Read on to learn more about chair yoga poses for kids, as well as get ideas for incorporating chair yoga into everyday life at home and at school!

Chair yoga poses for kids

What is Chair Yoga?

Chairs have been used as props in yoga for hundreds of years. However, modern chair yoga was developed in the 1980’s when one of Lakshmi Voelker’s students developed arthritis, which limited her ability to get up and down off the floor. 

Most traditional postures can be adapted for a chair. And, while chair yoga can be gentle, it does not have to be. Chair yoga, like all types of yoga yoga, can be as gentle or strong as your practice demands. It can also be active or calm. Chair yoga can be a full class practice or it can be a quick way to re-center or re-energize your child. 

Think about it this way: Chair yoga has the same components as any other yoga class: pranayama (breath control), stretching, strengthening, balancing, and calming.  

For you, just balancing in traditional yoga poses may take all your focus. So, the chair assists by reducing the amount of gravity to contend with.  

In other cases, a physical condition may make it difficult for you to go from the floor to standing poses. A chair gives you a way to do the same floor poses on an elevated platform. In other words, it levels the yoga mat and makes all of the other aspects of yoga more accessible. 

In all of these cases, using the chair opens up a whole new world of poses for kids!

Chair Yoga at School

Some students have small spaces to use for their yoga practice, or they may need to do yoga at a desk or tiny homeschool area

Yoga is a great tool to use in schools, at home while studying, or as a way to calm kids before bed. In all of these situations, chair yoga is an alternative to making space to pull out a mat and potentially create a major distraction. 

Plus, just a few poses in a chair can quickly change the situation from frustration to calm. 

Chair Yoga Exercises

When I teach a balancing pose in any kids class, I encourage the kids to move to a wall, chair or desk. 

They are ALL learning balance. Proprioception, the sense that contributes to balance, continues to mature into adolescence. So, if a chair can encourage them to try balancing longer, they give their proprioceptive system more time to learn. 
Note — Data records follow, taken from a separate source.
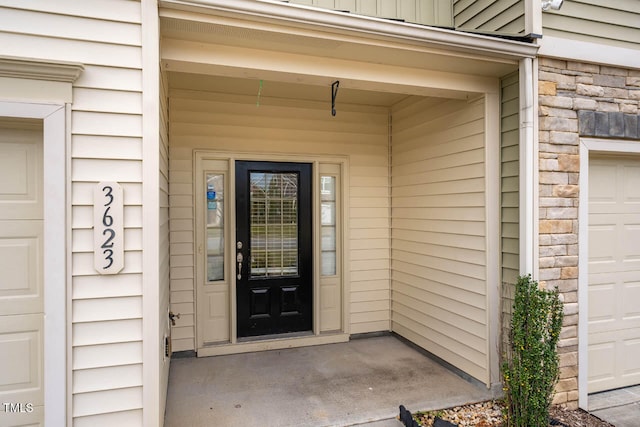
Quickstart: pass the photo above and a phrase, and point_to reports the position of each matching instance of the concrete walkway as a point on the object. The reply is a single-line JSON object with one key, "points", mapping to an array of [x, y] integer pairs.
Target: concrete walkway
{"points": [[354, 383], [620, 407]]}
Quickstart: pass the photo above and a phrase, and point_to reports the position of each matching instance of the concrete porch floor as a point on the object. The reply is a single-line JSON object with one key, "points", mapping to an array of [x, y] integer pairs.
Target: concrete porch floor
{"points": [[359, 382], [620, 407]]}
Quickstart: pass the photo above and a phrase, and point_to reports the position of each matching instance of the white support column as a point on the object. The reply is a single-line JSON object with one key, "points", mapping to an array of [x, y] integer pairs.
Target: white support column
{"points": [[528, 170]]}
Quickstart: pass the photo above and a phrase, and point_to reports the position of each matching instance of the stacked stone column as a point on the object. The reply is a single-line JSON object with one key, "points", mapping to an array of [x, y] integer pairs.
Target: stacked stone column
{"points": [[568, 91]]}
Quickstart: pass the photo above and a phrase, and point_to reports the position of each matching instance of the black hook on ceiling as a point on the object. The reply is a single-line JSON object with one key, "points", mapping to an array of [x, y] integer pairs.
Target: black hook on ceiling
{"points": [[334, 92]]}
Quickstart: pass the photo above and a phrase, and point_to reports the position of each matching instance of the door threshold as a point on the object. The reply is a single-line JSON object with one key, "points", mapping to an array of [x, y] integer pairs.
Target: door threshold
{"points": [[276, 336], [272, 342]]}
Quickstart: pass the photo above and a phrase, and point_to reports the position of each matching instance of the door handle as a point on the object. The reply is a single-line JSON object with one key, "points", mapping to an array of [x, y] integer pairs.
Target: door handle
{"points": [[239, 259]]}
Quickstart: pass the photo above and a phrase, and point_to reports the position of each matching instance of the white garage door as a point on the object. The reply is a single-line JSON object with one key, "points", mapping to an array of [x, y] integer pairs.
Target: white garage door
{"points": [[21, 275], [614, 272]]}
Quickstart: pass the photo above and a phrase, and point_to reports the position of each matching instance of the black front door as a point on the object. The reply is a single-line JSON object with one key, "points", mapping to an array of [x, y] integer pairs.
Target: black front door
{"points": [[273, 249]]}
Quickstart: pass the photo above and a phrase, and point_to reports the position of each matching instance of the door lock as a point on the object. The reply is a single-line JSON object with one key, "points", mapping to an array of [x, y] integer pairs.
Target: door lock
{"points": [[239, 259], [173, 318]]}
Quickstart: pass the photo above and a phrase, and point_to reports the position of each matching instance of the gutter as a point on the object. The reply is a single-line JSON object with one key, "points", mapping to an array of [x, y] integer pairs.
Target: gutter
{"points": [[335, 21]]}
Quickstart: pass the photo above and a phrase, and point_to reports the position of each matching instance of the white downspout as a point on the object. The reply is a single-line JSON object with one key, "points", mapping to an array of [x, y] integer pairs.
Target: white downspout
{"points": [[528, 170]]}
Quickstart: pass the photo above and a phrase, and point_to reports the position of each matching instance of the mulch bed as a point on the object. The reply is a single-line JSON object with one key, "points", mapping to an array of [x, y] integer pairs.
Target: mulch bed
{"points": [[490, 414]]}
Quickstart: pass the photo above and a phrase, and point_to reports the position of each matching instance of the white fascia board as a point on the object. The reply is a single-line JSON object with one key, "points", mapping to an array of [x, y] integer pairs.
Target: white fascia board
{"points": [[581, 51], [334, 21]]}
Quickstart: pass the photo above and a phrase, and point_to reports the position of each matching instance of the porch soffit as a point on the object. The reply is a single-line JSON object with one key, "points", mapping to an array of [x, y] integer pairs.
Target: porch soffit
{"points": [[288, 43]]}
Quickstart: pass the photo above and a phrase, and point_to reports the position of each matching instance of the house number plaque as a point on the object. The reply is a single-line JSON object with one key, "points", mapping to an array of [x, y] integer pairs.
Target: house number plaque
{"points": [[108, 212]]}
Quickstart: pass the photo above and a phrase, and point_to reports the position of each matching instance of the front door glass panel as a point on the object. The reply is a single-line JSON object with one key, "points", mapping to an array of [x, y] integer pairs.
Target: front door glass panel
{"points": [[274, 224]]}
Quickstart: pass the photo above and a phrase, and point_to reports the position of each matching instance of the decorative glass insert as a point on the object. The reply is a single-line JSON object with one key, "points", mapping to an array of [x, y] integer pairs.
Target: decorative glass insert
{"points": [[273, 198], [215, 226], [328, 225]]}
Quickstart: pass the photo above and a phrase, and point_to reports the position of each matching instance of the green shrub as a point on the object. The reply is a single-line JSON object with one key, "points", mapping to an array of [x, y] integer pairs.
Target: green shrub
{"points": [[530, 368]]}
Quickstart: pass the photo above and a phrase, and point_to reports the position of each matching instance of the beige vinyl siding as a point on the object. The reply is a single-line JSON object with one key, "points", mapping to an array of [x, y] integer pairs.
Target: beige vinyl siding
{"points": [[501, 16], [165, 260], [233, 123], [426, 12], [106, 311], [509, 157], [509, 196], [439, 289], [614, 23]]}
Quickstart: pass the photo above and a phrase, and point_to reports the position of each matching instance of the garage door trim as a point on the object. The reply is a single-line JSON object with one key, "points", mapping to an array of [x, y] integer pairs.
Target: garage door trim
{"points": [[587, 146], [53, 117]]}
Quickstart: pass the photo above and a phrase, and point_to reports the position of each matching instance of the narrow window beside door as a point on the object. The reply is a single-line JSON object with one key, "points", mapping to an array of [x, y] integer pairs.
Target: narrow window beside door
{"points": [[215, 227], [328, 225]]}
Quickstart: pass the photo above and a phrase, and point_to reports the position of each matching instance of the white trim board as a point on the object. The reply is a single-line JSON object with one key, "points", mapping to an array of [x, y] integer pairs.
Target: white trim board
{"points": [[575, 50], [55, 252], [587, 145]]}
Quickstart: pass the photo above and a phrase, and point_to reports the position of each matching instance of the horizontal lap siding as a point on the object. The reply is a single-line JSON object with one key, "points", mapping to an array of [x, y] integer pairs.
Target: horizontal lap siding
{"points": [[502, 16], [106, 127], [510, 178], [614, 22], [509, 193], [233, 123], [427, 12], [438, 230]]}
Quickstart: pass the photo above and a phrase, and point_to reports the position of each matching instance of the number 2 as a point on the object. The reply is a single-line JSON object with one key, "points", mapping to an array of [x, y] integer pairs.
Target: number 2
{"points": [[108, 257]]}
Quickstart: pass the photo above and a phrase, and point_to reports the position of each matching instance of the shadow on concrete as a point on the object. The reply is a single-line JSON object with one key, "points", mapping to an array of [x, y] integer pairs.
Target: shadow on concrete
{"points": [[620, 407], [362, 381]]}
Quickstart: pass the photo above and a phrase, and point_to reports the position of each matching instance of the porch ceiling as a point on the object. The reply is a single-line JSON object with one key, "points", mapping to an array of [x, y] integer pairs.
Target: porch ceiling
{"points": [[282, 90], [368, 58]]}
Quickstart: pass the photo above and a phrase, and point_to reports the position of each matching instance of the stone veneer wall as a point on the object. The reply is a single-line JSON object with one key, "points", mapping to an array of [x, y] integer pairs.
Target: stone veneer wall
{"points": [[575, 99]]}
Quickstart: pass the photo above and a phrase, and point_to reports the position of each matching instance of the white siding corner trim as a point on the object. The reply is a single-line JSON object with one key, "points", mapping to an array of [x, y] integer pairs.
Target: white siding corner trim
{"points": [[154, 370], [55, 252]]}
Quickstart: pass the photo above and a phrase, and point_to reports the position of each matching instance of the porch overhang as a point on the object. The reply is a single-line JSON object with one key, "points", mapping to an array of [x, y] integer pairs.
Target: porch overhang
{"points": [[291, 43]]}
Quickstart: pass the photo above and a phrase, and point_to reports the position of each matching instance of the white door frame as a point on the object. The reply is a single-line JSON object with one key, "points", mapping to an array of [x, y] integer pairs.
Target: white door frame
{"points": [[587, 145], [53, 117]]}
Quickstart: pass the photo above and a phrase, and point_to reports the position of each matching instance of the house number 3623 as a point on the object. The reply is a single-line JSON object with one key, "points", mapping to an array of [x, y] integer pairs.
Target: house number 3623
{"points": [[108, 236]]}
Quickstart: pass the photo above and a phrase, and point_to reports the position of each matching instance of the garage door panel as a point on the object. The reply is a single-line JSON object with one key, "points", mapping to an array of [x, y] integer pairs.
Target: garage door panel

Balance is important for kids in all aspects of their lives – so much so that I encourage them all to use props to give them confidence. 

Here are two chair yoga poses for kids you can use with your child or your students. 

1. Tree

For this pose, a chair is used to steady your balance. The ankle, foot and leg are still learning proprioception and you feel an expansion and grounding through the foot.  

To do tree pose, stand next to your chair. If your child cannot stand by a chair, they can follow these same cues lying on the floor with the foot pressing into the wall or sitting in a chair with the bent knee ankle resting on the opposite knee. Regardless of which variation you choose, children will still achieve the same expansion and grounding sensations.

If at a chair, hold onto the chair with one hand, shift your weight and press down with one foot. Hold the muscles in the standing leg very strong and lift up your chest like a tall tree. Bend the knee of the leg you are not standing on, place the sole of your foot on the opposite ankle, inner thigh or calf. Balance there for a few breaths and then switch legs.

2. Boat

Start seated in a chair. Then, hold onto the sides of the chair and lift your legs up so that only your seat is touching the chair. Lift your chest and arms up – if you can! .

Chair Yoga for Kids

The benefits of chair yoga for kids go beyond helping with balance. 

Using a chair helps kids who are new to yoga focus on what each pose has to offer. 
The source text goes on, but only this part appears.